The samples analysed by the Department of Atomic Energy laboratory show high levels of contamination. One sample had nearly 11 times more mercury than standards fixed by the United States Environmental Protection Agency (USEPA) and over 18 times that of Canadian safety levels.
The Anglo-Dutch multi national corporation HUL, has no record for the contaminated silt that is suspected to have seeped out of the five silt traps set up in the factory site since 2005, allege activists.
The company had set up the silt traps after obtaining Hazardous Waste Authorisation from the Tamil Nadu Pollution Control Board (TNPCB), after shutdown in 2001. But the authorisation expired in 2004 and was not renewed, show RTI documents obtained by activist Shweta Narayan.
The documents show 7,505 kgs of silt collected in the five traps between 2001 and 2004. Activists calculate as much as 25 tonnes of contaminated silt could have entered the forest since 2004.

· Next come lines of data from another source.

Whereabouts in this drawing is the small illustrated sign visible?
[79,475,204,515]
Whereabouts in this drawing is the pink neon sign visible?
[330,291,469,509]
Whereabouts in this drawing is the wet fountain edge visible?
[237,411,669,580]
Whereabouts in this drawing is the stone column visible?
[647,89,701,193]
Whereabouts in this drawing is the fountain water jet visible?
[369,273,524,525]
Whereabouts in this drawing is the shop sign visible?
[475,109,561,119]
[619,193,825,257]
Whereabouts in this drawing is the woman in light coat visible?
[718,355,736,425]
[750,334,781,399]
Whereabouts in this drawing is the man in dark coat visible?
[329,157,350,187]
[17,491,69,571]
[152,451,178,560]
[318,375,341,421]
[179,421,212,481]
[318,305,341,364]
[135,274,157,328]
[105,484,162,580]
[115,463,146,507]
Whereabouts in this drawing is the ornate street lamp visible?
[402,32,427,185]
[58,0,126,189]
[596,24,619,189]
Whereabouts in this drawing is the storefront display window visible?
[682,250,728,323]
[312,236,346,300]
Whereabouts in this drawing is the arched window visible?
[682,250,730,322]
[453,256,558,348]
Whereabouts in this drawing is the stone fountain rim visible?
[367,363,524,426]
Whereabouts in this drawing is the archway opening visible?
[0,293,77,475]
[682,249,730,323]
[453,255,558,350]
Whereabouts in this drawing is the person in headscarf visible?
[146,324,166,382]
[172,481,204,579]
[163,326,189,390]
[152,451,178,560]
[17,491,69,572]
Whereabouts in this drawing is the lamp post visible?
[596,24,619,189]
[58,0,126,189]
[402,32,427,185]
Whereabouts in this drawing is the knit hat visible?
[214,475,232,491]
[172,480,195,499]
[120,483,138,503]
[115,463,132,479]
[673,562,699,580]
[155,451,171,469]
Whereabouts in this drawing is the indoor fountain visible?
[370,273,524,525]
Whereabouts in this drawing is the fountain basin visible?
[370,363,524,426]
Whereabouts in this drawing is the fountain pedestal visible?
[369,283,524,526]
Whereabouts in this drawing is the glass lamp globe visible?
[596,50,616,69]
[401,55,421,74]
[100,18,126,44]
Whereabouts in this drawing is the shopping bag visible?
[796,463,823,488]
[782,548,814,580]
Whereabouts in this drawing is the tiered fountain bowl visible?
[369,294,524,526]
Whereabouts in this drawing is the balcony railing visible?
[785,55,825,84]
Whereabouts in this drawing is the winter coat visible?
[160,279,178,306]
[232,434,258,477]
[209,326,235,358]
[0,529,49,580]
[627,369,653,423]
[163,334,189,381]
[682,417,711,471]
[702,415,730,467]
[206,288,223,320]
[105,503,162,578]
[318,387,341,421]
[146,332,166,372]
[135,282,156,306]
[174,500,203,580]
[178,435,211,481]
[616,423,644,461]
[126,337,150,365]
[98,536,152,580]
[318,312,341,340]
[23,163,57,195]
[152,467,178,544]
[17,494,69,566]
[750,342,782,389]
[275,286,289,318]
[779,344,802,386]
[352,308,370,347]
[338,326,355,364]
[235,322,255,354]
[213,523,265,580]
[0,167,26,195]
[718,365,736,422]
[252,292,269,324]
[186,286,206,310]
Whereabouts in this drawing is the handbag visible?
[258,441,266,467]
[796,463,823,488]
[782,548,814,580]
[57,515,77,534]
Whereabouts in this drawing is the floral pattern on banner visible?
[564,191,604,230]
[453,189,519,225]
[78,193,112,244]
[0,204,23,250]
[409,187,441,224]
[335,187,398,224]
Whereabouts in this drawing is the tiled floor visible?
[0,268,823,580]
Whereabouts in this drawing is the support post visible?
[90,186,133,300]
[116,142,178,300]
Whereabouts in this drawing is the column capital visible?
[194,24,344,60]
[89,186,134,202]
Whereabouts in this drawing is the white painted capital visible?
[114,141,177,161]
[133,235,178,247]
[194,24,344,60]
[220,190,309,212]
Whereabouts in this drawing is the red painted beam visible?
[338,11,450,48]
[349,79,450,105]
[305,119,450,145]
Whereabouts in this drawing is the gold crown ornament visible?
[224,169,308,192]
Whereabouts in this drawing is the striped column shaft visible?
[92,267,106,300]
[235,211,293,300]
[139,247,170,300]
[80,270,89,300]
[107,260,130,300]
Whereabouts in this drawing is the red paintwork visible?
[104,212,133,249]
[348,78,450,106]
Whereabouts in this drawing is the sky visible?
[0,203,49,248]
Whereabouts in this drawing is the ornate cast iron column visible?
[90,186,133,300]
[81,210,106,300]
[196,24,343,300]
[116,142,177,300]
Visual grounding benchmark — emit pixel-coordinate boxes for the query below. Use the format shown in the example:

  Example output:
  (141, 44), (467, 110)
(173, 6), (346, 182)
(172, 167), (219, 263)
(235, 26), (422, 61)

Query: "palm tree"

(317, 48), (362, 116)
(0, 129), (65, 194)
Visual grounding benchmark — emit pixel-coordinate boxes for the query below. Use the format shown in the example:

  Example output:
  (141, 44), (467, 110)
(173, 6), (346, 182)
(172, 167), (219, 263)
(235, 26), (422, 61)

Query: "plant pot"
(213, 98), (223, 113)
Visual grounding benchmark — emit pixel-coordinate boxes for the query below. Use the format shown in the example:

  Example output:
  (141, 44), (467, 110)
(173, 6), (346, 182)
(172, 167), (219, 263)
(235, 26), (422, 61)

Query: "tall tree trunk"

The high levels of mercury in the sediment inside the stream show that the closed factory is still actively polluting the environment, asserted environment activist Nityanand Jayaraman.
Records show that the company does not have a valid hazardous waste authorisation, raising questions about the silt collected in the traps since 2004. If not removed, they would leak into the shola. If collected, it would mean the activity was done without license and away from the monitoring by TNPCB and Factories Inspectorate, Jayaraman alleged.
“The high levels of mercury found outside the factory are proof that the substandard clean-up is harming the Kodaikanal wildlife sanctuary. Unilever’s detailed project report does not even acknowledge local residents as stakeholders,” criticised Navroz Mody, member of the TNPCB’s Local Area Environment Committee and resident of St. Mary’s Road.
Rajagopal Durairaja, president, Tamilnadu Alliance Against Mercury (TAAM), an umbrella association of Kodaikanal’s civil society groups, said the factory site should be cleaned up totally befitting a forest area and the site should be notified as part of the Kodaikanal Wildlife Sanctuary. “We will be filing a case in Madras High Court in a week,” he said.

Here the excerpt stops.